Sometimes the flexibility of a device’s application isn’t the device itself, but how it’s used. Again, if I can do thousands, tens of thousands, or hundreds of thousands of integer operations in a tenth of the power, and a tenth of the clock cycles, then load those results into a segment of activation functions that can do the same, and all I have to do is move this data with HBM and perhaps add some cheap ARM cores, bridge all of this into a single SoC product, and sell them on the open market, well then I’ve created every single modern ARM product that has ML acceleration. And also nvidia’s latest products.
Woops.
I’ve been a hardware engineer for longer than you’ve been alive, most likely. I built my first FPGA product in the 90s. I strongly suspect you just found this hammer and don’t actually know what the market as a whole entails, let alone the long LONG history of all of these things.
Do look up ASICs in switching, BTW. You might learn something.
ZahzenEclipse@kbin.social 11 months ago
You're suck a dick for no reason. It definitely bolsters your claims your an old school tech guy lol
just_another_person@lemmy.world 11 months ago
Let’s just shut this down right now. If you built FPGAs ever, it was in college in the 90s, at an awful program of a US university that trained you in SQL on the side and had zero idea of how hardware works. I’m sorry for that.

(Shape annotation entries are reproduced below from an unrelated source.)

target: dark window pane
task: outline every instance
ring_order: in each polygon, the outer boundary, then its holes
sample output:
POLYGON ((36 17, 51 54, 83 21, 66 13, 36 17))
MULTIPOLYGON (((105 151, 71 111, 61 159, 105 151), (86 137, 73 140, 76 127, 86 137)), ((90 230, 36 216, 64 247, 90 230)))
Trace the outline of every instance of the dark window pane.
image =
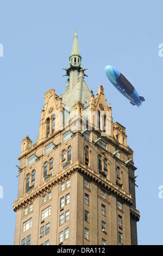
POLYGON ((98 170, 102 172, 102 160, 100 155, 98 155, 98 170))
POLYGON ((46 177, 47 175, 47 162, 46 162, 44 164, 43 178, 46 177))
POLYGON ((71 147, 68 147, 68 159, 67 162, 69 162, 71 160, 71 147))
POLYGON ((30 235, 28 235, 27 237, 27 245, 30 245, 30 235))
POLYGON ((50 166, 49 166, 50 169, 52 169, 53 167, 53 158, 52 157, 50 159, 50 166))

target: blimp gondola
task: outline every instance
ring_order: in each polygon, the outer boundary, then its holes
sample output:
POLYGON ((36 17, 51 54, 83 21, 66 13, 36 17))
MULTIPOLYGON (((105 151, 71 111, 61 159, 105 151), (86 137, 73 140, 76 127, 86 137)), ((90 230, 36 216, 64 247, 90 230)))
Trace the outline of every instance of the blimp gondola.
POLYGON ((139 107, 142 102, 145 101, 145 98, 139 96, 134 86, 116 68, 106 66, 105 71, 109 80, 122 94, 129 100, 131 104, 139 107))

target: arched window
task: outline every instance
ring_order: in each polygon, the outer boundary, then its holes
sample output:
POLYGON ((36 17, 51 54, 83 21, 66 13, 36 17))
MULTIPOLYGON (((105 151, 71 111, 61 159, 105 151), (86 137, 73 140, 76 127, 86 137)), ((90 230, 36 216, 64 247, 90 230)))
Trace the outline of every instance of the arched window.
POLYGON ((52 133, 54 133, 54 131, 55 129, 55 115, 53 114, 52 115, 52 133))
POLYGON ((50 124, 51 124, 51 121, 50 121, 50 118, 48 118, 46 120, 46 137, 47 138, 48 137, 49 134, 50 134, 50 124))
POLYGON ((107 160, 105 158, 104 159, 104 170, 108 170, 108 163, 107 163, 107 160))
POLYGON ((100 111, 97 111, 97 126, 100 130, 100 111))
POLYGON ((102 172, 102 157, 101 155, 98 155, 98 170, 102 172))
POLYGON ((62 151, 62 161, 63 162, 64 161, 66 160, 66 150, 64 149, 62 151))
POLYGON ((30 174, 28 173, 27 175, 27 180, 26 180, 26 190, 28 190, 29 187, 29 180, 30 180, 30 174))
POLYGON ((47 175, 47 162, 45 162, 44 164, 43 178, 47 175))
POLYGON ((35 179, 35 170, 33 170, 32 173, 32 181, 35 179))
POLYGON ((68 148, 68 157, 67 162, 71 160, 71 146, 69 146, 68 148))
POLYGON ((33 170, 32 173, 31 187, 33 188, 35 186, 35 170, 33 170))
POLYGON ((88 166, 89 162, 89 147, 87 146, 85 146, 85 164, 86 166, 88 166))
POLYGON ((118 166, 116 167, 117 177, 121 179, 120 168, 118 166))
POLYGON ((49 169, 52 169, 53 167, 53 158, 52 157, 50 159, 49 169))

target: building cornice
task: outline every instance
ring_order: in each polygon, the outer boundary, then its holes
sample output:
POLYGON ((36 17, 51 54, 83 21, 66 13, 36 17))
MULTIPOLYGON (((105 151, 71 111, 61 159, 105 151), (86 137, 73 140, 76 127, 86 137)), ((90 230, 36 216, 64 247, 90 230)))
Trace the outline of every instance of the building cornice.
POLYGON ((126 201, 129 205, 133 204, 133 197, 131 194, 127 193, 125 190, 110 181, 93 169, 87 167, 80 162, 77 161, 14 201, 14 211, 16 211, 19 209, 22 208, 29 202, 33 202, 35 198, 43 194, 45 192, 51 190, 55 185, 77 172, 87 175, 89 178, 107 190, 110 193, 126 201))

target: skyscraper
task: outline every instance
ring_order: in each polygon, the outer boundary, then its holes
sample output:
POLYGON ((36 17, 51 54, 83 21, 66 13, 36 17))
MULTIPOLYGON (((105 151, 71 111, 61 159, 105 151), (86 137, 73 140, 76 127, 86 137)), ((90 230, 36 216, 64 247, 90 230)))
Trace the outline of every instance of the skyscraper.
POLYGON ((45 94, 39 136, 22 141, 15 245, 137 244, 133 151, 81 60, 75 31, 65 90, 45 94))

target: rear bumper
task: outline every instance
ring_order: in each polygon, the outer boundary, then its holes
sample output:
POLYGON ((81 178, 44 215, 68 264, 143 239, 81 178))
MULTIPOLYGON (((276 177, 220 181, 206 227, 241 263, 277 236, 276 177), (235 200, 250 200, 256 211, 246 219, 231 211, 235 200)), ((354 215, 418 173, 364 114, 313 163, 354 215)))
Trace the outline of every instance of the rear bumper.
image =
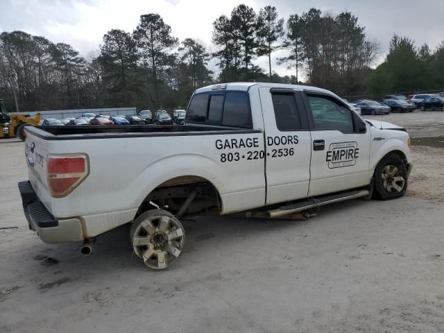
POLYGON ((19 182, 18 187, 29 228, 37 232, 40 239, 50 244, 83 240, 80 219, 57 219, 39 200, 28 180, 19 182))

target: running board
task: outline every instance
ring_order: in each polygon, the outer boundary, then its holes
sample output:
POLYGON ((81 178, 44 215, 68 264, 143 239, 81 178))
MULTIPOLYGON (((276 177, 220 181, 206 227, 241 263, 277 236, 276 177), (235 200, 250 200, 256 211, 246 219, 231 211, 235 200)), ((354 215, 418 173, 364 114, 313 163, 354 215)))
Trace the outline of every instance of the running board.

The world has changed since 30 years ago, and the future of integer operations is in reprogrammable chips. All the benefit of a fab chip, and none of the downside in a cloud environment.
The very idea that you think all these companies are looking to design and build their own single purpose chips for things like inference shows you have zero idea of where the industry is headed.
You’re only describing how ASIC is used in switches, cool. That’s what it’s meant for. That’s not how general use computing works in the world anymore, buddy. It’s never going to be a co-proc in a laptop that can load models and do general inference, or be a useful function for localized NN. It’s simply for the single purpose uses as you said.